In this article, we will talk about the 11-th LeetCode question, i.e. container with most water. Specifically, we will focus on the correctness of the $O(n)$ algorithm provided under its corresponding LeetCode solution tag.

## Preparation

First off, if you have not familiarized yourself with this question in LeetCode and/or its official O(n) solution, please do so by accessing this link.

## Notations

We will use the following notations:

1. $h(i)$ indicates the height of the vertical line $i$.
2. $L$ is the left pointer. $R$ is the right pointer.
3. $A(i,j)$ is the amount of water between vertical lines $i$ and $j$.

## Plan

General Approach

Assume that there is a unique optimal solution $(i^*, j^*)$ and show that the algorithm can find $(i^*,j^*)$ so that it should be clear that when there are multiple optimal solutions, the algorithm will find at least one of them.

Case Studies

Assume without loss of generality that $h(i^*) \le h(j^*)$. Then consider the following cases:

1. $L$ hits $i^*$ before $R$ hits $j^*$
2. $L$ hits $j^*$ before $R$ hits $i^*$
3. $R$ hits $i^*$ before $L$ hits $j^*$
4. $R$ hits $j^*$ before $L$ hits $i^*$

We will show that in any of these cases, the algorithm will continually move the other pointer that is neither at $i^*$ nor at $j^*$ to one of them that has not been hit by the first pointer that reaches one of the targets. For example, let's say we are in the first case and, now, $L$ hits $i^*$, so we aim to show that the algorithm will immediately move $R$ towards $j^*$ until it hits $j^*$. Then we have shown that the algorithm finds $(i^*, j^*)$ in the first case. If we can prove that the algorithm behaves in such a manner in any of these cases, it should be clear that the algorithm can find $(i^*, j^*)$ in general.

## Formal Proof

Suppose $L$ hits $i^*$ before $R$ hits $j^*$. Let $j$ denotes the vertical line that is currently being pointed by $R$. Since $L$ hits $i^*$ before $R$ hits $j^*$, we have that $j > j^*$ at this moment. Then we claim that $h(j) < h(i^*)$.

Claim

$h(j) < h(i^*)$.

Proof

Suppose for contradiction that $h(j) \ge h(i^*)$. Since $j-i > j-i^*$ and the $y$-value is determined by the shorter line, i.e., $h(i^*)$ in both case, so $A(i^*, j) > A(i^*, j^*)$, contradiction to the optimality of $(i^*, j^*)$.
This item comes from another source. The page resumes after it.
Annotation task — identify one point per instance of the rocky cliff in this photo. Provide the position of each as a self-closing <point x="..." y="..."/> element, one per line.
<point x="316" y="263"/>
By the design of our algorithm and the above claim, $R$ will move to $j^*$.

## Idea Illustration

This drawing assists you to understand the argument. Here, under our assumption, $h(j) \ge h(i^*)$, and therefore we get an area that is larger than the optimum. Thus, this gives us a contradiction.

We know that the algorithm will always move inward the pointer that points to the shorter line. Therefore, $R$ will move inward until it hits $j^*$.

## Exercise

It turns out that the other cases are analogous to the first case, so leave the proof of the remaining cases as an exercise.